SIPS Remain Strong on the Newsstand.
“Proven franchises will continue to work.”
Franchise issues generally require extra pages and extra budget allocations. They can also give those that do it right an increased circulation and advertising pick-me-up.
The Audit Bureau of Circulations has yet to release audit reports for the second half of 2008, but despite the downturn, publishers report that all franchises are on track to print. Here’s a look at waning—and flourishing—franchises and whether they will continue to work in 2009.
While Time Inc. lacks an overall point of view regarding the future of its franchises—“the company’s recent reorganization makes this [overall point of view] almost impossible,” says a Sports Illustrated spokesperson—“our special issues are different—our financials are really good.” The rep cites SI’s advertising sales for its February Swimsuit issue as going “relatively well,” as of mid-January. SI’s Publisher’s Statement shows the 2008 Swimsuit issue selling almost 1.1 million single copies with a rate base of 4.5 million, up from its first half average rate base of 3.2 million. While not quite on par with 2006, last year’s Swimsuit issue saw 1.05 million single copy sales. Although the Swimsuit issue is a definite home run, SI’s March 2008 MLB Preview, with a rate base of 3.3 million, sold only 78,000 copies, down from 100,000 in 2007.
Obama Pays Off For Time
Time’s commemorative election issue and Person of the Year issue shattered the magazine’s own single copy sales records. The November 17 election issue sold an estimated 575,000 single copies—nearly five times as many copies as an average issue (approx. 65,000)—forcing the magazine to go back to print four times. The Person of the Year issue is on track to become the biggest-selling cover in the history of the franchise, the magazine says. Time estimates the issue will sell 70 percent more copies than average POTY—close to 400,000 copies.
Not only did the franchise’s single copy sales go through the roof, but Time.com reported roughly 30 million page views in mid-December, with more than 1.2 million votes cast in the online poll deciding the winner. Without the Obamarama that spurred single copy sales in 2008, one wonders whether Time will be able to top themselves in print and online in 2009.

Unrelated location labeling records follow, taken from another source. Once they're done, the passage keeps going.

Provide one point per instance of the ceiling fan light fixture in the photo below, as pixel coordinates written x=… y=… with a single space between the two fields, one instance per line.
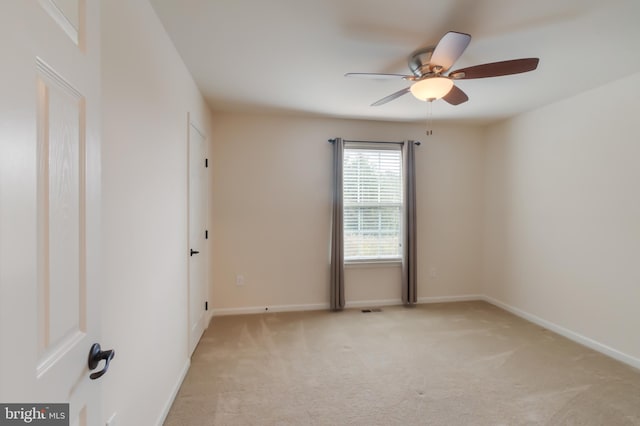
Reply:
x=431 y=88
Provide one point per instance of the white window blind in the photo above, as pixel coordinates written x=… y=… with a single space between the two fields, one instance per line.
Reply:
x=372 y=203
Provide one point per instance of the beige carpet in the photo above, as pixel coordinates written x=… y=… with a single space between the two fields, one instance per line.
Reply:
x=446 y=364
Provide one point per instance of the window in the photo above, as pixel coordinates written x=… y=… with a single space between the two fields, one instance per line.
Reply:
x=372 y=194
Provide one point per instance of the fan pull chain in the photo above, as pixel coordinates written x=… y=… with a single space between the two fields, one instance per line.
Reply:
x=429 y=131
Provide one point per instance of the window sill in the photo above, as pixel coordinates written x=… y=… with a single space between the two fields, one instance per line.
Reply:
x=373 y=263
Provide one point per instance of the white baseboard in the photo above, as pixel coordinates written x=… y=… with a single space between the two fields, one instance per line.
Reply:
x=218 y=312
x=372 y=303
x=174 y=393
x=448 y=299
x=576 y=337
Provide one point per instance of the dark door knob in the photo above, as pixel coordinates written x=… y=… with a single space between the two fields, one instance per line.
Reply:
x=96 y=354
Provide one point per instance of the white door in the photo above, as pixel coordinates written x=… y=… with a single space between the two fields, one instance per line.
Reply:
x=50 y=203
x=197 y=235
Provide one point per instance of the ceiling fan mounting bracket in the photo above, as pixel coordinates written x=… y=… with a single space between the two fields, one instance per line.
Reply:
x=419 y=61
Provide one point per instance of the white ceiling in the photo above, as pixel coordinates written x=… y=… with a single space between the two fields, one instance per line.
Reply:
x=291 y=55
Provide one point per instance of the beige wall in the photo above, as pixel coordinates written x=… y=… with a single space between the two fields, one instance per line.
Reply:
x=272 y=201
x=562 y=235
x=147 y=93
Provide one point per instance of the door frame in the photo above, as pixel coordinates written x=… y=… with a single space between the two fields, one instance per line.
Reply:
x=191 y=122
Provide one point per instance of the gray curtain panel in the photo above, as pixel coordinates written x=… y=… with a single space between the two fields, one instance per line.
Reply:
x=337 y=233
x=409 y=258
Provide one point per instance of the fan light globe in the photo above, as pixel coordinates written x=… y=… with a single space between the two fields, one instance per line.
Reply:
x=431 y=88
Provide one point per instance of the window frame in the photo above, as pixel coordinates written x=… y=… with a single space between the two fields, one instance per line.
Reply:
x=376 y=260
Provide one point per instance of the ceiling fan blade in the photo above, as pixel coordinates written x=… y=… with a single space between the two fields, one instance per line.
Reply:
x=496 y=69
x=456 y=96
x=375 y=76
x=391 y=97
x=449 y=49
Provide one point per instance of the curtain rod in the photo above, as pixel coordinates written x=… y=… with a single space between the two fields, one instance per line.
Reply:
x=397 y=143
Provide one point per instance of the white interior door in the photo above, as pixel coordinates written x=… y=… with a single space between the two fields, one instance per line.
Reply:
x=50 y=203
x=197 y=235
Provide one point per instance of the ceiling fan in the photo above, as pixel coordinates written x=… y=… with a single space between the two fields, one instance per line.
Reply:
x=429 y=68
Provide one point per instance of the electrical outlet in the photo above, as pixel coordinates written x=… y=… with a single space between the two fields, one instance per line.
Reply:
x=112 y=420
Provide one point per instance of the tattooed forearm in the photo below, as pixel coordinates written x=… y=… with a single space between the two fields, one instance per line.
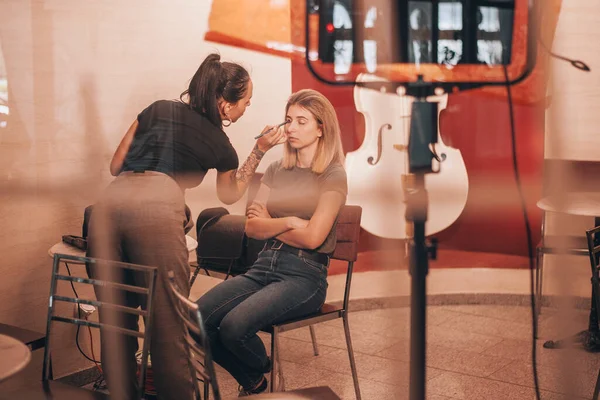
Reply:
x=245 y=172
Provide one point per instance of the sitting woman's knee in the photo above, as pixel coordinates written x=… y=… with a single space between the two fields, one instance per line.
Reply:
x=232 y=331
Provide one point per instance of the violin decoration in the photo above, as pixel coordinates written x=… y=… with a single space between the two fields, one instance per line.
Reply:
x=378 y=174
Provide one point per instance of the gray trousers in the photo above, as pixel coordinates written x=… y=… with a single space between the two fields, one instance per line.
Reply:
x=140 y=219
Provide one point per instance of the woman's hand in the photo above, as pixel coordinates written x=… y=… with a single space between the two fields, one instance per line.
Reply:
x=271 y=139
x=257 y=210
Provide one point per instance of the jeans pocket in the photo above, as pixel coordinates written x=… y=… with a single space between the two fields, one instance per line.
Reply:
x=313 y=264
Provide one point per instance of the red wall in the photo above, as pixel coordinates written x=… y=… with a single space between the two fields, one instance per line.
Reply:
x=478 y=124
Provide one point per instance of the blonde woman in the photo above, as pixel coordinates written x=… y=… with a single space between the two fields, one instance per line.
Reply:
x=295 y=211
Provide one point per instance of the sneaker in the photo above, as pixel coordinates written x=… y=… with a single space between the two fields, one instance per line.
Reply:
x=261 y=387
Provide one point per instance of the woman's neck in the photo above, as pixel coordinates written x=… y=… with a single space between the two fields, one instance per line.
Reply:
x=306 y=155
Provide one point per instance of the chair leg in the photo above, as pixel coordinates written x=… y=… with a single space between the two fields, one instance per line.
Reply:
x=274 y=357
x=276 y=370
x=597 y=387
x=313 y=336
x=351 y=355
x=206 y=390
x=195 y=275
x=539 y=262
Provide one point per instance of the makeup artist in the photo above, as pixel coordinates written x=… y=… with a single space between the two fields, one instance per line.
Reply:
x=140 y=217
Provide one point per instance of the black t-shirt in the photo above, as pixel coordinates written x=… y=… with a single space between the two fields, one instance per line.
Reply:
x=173 y=139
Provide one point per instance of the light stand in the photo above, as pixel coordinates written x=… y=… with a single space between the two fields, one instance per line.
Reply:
x=421 y=152
x=423 y=136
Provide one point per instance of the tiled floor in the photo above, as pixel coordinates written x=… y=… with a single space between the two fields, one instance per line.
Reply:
x=474 y=352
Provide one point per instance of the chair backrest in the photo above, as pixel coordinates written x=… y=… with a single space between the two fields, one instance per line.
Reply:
x=347 y=233
x=143 y=287
x=346 y=248
x=196 y=341
x=593 y=248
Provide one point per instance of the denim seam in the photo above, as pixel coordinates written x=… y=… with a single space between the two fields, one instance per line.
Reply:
x=229 y=301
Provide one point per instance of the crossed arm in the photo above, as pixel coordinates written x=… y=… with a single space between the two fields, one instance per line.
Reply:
x=293 y=231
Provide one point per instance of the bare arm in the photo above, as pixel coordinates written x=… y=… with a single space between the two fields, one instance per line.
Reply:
x=319 y=226
x=119 y=157
x=231 y=185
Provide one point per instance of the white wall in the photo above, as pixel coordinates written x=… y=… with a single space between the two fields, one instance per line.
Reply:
x=574 y=121
x=78 y=74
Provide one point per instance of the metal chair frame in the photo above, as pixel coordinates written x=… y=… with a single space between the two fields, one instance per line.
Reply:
x=146 y=313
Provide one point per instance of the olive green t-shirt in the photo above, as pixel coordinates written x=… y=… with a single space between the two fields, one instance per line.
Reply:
x=296 y=192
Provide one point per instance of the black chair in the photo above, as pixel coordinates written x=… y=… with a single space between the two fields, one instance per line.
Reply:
x=347 y=233
x=594 y=250
x=50 y=389
x=199 y=358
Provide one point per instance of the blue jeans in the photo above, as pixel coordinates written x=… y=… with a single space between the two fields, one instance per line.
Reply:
x=278 y=287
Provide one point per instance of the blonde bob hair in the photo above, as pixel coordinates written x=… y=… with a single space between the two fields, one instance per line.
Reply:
x=329 y=148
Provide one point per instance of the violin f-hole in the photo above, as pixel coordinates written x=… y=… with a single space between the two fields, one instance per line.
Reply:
x=379 y=144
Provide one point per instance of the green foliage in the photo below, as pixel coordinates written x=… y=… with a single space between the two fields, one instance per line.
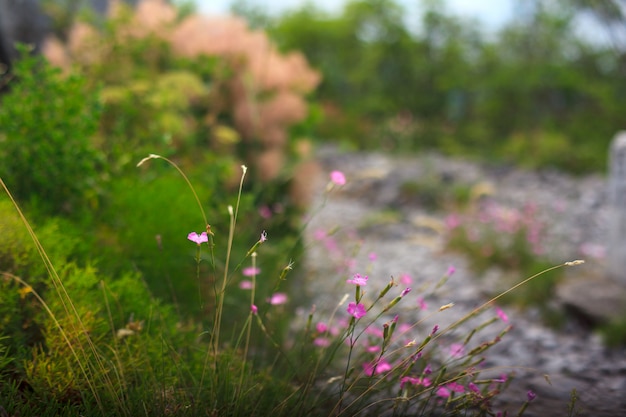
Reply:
x=535 y=93
x=47 y=122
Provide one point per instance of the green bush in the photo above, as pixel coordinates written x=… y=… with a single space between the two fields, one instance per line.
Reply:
x=47 y=122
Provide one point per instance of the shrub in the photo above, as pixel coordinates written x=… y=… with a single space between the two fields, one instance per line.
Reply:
x=47 y=123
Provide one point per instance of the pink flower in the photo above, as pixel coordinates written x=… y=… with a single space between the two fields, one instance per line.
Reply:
x=457 y=350
x=372 y=349
x=357 y=279
x=455 y=387
x=321 y=327
x=246 y=285
x=378 y=368
x=198 y=238
x=250 y=271
x=502 y=315
x=408 y=379
x=278 y=298
x=338 y=178
x=415 y=381
x=443 y=392
x=321 y=342
x=356 y=310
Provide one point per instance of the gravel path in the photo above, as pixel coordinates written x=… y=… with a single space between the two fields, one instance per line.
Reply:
x=370 y=222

People’s 100 World’s Most Beautiful issue upped its rate base 400,000 to 3.8 million in May 2008, selling 1.52 million single copies. With sales yo-yoing from 1.5 million in 2006, down 400,000 from 2007, this had been one of the magazine’s staples since 1992. Now, it looks as though the Hottest Bachelors issue (in 2008, People upped the rate base to 3.6 million), which reported about 1.75 million copies in 2008 from around 1.57 million in the previous years, is topping the charts.

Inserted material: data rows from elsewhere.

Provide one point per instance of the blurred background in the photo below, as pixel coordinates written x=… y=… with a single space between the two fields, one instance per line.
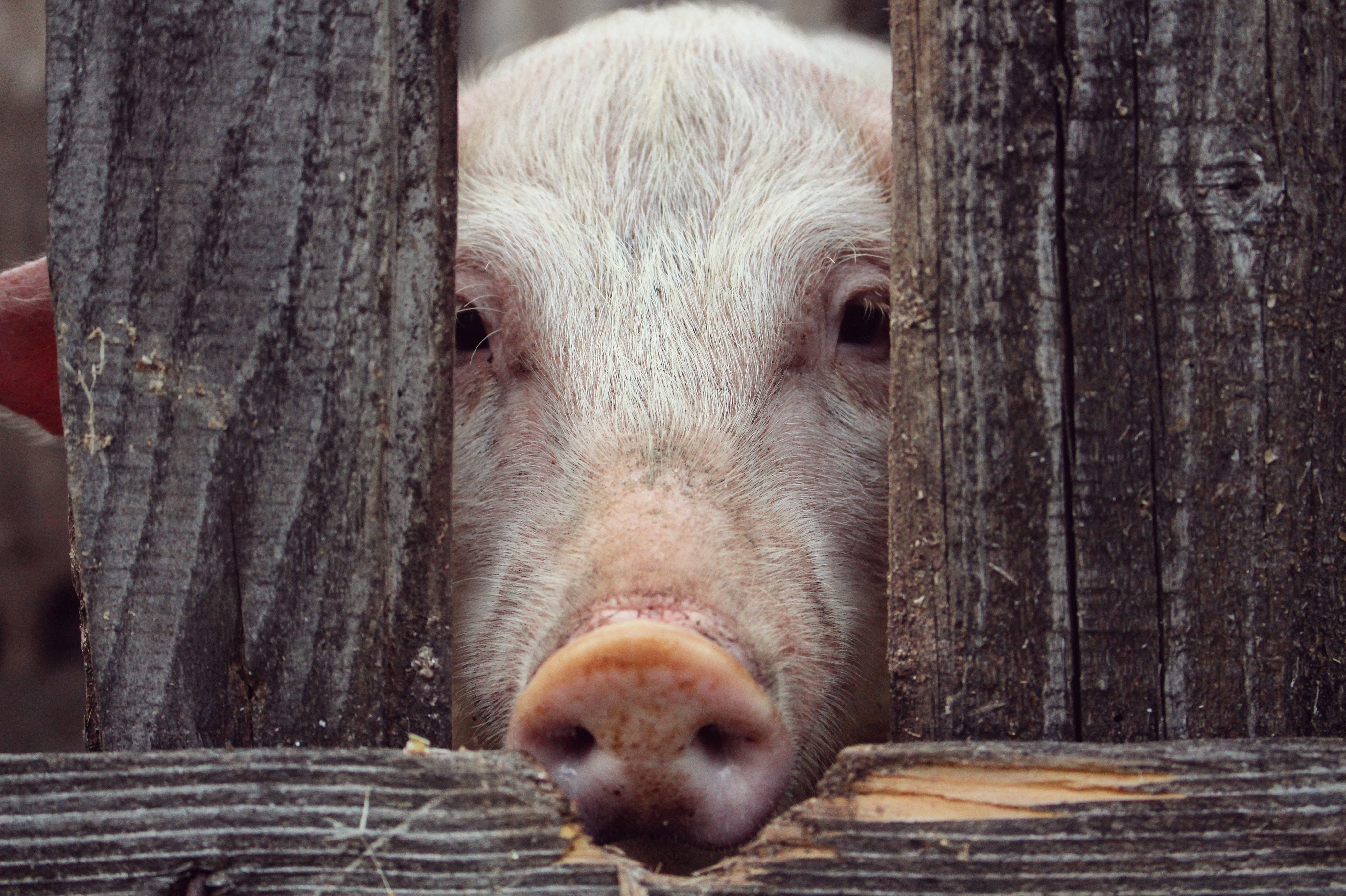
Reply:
x=41 y=672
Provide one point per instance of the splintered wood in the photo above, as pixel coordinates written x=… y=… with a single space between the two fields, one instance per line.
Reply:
x=954 y=793
x=1209 y=817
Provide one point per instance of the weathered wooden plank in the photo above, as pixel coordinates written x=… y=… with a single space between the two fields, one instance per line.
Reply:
x=976 y=119
x=1122 y=220
x=1204 y=240
x=252 y=233
x=1211 y=817
x=1196 y=817
x=1116 y=410
x=286 y=821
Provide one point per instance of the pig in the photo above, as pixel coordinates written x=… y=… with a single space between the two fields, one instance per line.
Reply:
x=671 y=399
x=671 y=414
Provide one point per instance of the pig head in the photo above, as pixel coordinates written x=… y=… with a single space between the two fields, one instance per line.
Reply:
x=672 y=387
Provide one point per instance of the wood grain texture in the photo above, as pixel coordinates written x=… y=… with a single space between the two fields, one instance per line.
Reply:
x=1201 y=817
x=1208 y=344
x=285 y=821
x=976 y=108
x=1127 y=233
x=1239 y=817
x=251 y=240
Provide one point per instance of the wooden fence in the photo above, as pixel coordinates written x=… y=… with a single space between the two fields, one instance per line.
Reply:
x=1118 y=475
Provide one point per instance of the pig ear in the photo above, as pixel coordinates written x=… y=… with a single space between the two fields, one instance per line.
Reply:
x=29 y=346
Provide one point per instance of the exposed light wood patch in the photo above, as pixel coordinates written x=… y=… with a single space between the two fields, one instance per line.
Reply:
x=951 y=793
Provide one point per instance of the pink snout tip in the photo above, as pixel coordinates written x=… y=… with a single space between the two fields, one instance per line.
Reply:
x=655 y=731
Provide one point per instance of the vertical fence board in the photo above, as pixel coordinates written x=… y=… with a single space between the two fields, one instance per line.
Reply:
x=1116 y=376
x=251 y=216
x=1197 y=224
x=985 y=105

Forbes, with six franchise issues, touts its most popular SIP as the Celebrity 100; yet, it reports the lowest first half 2008 single copy sales of its franchise issues at 30,144 and 103.95 ad pages, according to Forbes and ABC’s Publishers Statement. Forbes’ Celeb 100 seems to be going the way of World’s Most Beautiful.
Business as Usual?
New York publisher Larry Burstein says its themed issues are always much bigger in size than regular issues—its Summer Guide and Best of New York issues are doubles—and many are perfect-bound.

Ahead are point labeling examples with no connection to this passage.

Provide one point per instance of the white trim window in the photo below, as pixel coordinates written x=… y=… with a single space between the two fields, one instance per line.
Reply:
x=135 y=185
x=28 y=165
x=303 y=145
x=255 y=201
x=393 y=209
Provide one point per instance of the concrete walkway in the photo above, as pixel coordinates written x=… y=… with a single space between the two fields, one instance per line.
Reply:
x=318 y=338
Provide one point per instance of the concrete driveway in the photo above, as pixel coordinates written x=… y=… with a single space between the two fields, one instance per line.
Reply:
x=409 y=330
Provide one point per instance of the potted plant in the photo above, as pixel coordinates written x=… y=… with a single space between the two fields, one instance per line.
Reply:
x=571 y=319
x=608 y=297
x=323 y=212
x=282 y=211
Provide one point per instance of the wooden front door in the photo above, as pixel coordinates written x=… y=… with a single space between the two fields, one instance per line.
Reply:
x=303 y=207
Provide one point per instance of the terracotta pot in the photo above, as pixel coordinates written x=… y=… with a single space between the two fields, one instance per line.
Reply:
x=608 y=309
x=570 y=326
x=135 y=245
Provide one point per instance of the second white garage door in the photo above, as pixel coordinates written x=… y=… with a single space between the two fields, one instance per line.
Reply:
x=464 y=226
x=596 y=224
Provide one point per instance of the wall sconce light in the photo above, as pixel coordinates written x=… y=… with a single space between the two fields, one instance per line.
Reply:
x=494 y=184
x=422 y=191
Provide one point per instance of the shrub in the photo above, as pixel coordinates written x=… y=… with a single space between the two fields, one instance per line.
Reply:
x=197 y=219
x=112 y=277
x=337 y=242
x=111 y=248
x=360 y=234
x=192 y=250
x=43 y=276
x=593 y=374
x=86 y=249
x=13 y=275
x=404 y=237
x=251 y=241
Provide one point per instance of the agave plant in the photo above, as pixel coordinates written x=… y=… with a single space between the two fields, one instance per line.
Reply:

Despite the time and cost that goes into creating its Best of New York franchise, the publisher’s 2009 strategy is “almost identical to our plans in 2008, save for a re-branding of ‘The Inner Peace issue’ as the ‘All New’ issue [which hits newsstands the week of January 12, 2009], in acknowledgement of how much things are changing this new year compared to last,” says Burstein.
New York’s Best of New York issue, which runs annually in March, saw single copy sales increase about 34,400 in 2008, according to ABC’s Publisher’s Statement.
While not a franchise, a Travel+Leisure spokesperson claims issues like “World’s Best” are on track despite the downturn: “It’s business as usual over here.”
Burstein agrees: “I think proven franchises will continue to work. However, publishers should avoid the trap of themed issues based upon advertiser needs. If they fall into this trap, they’ll end up wedded to a particular special, themed or franchise issue year after year.”